Now, though Ditko's principle discourse is didactic in nature, the ego-id pattern has a mythopoeic potential as well, and can be found in literary works that precede Freud's rise to prominence, such as Stevenson's 1886 DOCTOR JEKYLL AND MISTER HYDE. A given artist might be able to utterly ignore that potential, for the sake of making a rhetorical point, and something like this transpires in STAR TREK's version of the Stevenson story, "The Enemy Within."
"Raem," however, shows instances where Ditko's instinct for the mythopoeic interferes with his rhetorical purpose, as I pointed out in the review:
...in "Raem," Ditko is close to invalidating his own philosophy. If the irrational is "inhuman," as Wrds says, than why isn't it incarnate in Raem's robot half? There have been any number of SF-stories in which a robotized human regained his humanity through empathizing with other humans, but though Ditko' does use the same basic trope, his focus is squarely upon the Randian choice between the true and the untrue. Ditko may have intuited that there was no way to attribute irrational bitterness and violent intent to the robot half, so he ends up with a final scenario in which the rational renunciation of such "anti-concepts" comes from either the robot half alone, or from some belated interface of human and robot. Either way, "Raem" may be Ditko's most passionate defense of Randism-- and as such, may also be a back-door admission of the significance of emotional value.To enlarge on this a little more, the same psychological patterns that Ditko uses in a didactic way, to get across a certain message, also have symbolic values, wherein "robot" usually connotes the antithesis of human empathy. Ditko doesn't want to default to that symbolic value, because he wants to critique the selfishness of human beings, so he tries-- with equivocal success-- to make Raem's robot-half more empathetic than his human half.
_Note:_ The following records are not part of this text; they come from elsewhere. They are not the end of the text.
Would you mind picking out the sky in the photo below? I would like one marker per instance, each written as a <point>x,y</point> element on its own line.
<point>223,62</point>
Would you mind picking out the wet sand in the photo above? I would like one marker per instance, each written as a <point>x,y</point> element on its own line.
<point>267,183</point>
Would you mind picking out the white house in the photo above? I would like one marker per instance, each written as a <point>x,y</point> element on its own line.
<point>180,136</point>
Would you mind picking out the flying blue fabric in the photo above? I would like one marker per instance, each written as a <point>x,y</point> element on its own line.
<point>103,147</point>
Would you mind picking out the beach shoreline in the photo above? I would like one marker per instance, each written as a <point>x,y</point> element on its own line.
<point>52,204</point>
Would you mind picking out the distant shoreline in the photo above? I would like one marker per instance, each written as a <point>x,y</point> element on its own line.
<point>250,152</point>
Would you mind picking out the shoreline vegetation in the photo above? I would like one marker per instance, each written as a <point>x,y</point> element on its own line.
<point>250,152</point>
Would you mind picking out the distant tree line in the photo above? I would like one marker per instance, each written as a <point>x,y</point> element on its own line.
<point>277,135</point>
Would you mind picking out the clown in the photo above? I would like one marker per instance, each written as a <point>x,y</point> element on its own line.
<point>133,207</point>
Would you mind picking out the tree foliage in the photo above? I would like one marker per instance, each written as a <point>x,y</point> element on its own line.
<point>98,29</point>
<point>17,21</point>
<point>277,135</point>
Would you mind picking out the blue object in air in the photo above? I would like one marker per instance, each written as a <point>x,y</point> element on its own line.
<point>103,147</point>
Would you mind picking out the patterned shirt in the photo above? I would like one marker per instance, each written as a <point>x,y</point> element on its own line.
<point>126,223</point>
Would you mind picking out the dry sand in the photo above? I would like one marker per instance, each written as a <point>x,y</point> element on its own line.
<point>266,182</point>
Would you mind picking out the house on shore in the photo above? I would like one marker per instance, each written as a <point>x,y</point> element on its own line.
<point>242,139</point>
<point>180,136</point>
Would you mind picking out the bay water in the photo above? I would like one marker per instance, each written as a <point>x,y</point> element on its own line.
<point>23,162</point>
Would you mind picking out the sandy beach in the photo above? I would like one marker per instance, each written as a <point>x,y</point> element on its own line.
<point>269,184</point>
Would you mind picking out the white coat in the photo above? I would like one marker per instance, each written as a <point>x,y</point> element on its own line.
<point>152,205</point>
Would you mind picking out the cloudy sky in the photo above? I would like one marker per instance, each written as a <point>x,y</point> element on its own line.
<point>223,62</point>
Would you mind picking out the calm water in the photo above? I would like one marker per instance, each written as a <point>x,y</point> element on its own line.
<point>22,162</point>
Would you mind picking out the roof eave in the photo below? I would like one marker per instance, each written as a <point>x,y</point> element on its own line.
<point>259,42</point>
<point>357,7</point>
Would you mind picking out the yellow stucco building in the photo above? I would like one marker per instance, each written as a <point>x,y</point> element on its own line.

The idea of human feelings arising from an inhuman imitation of humanity is at least as old as Collodi's "Pinocchio," and as Ditko uses the trope it's more of a mythic than a didactic concept given that Ditko doesn't succeed in giving Raem's robot half in a rational cause-and-effect origin.
So in "Raem," we see Ditko drawing upon psychological patterns for both the didactic and mythopoeic potentialities, even though his usages of each may contradict one another.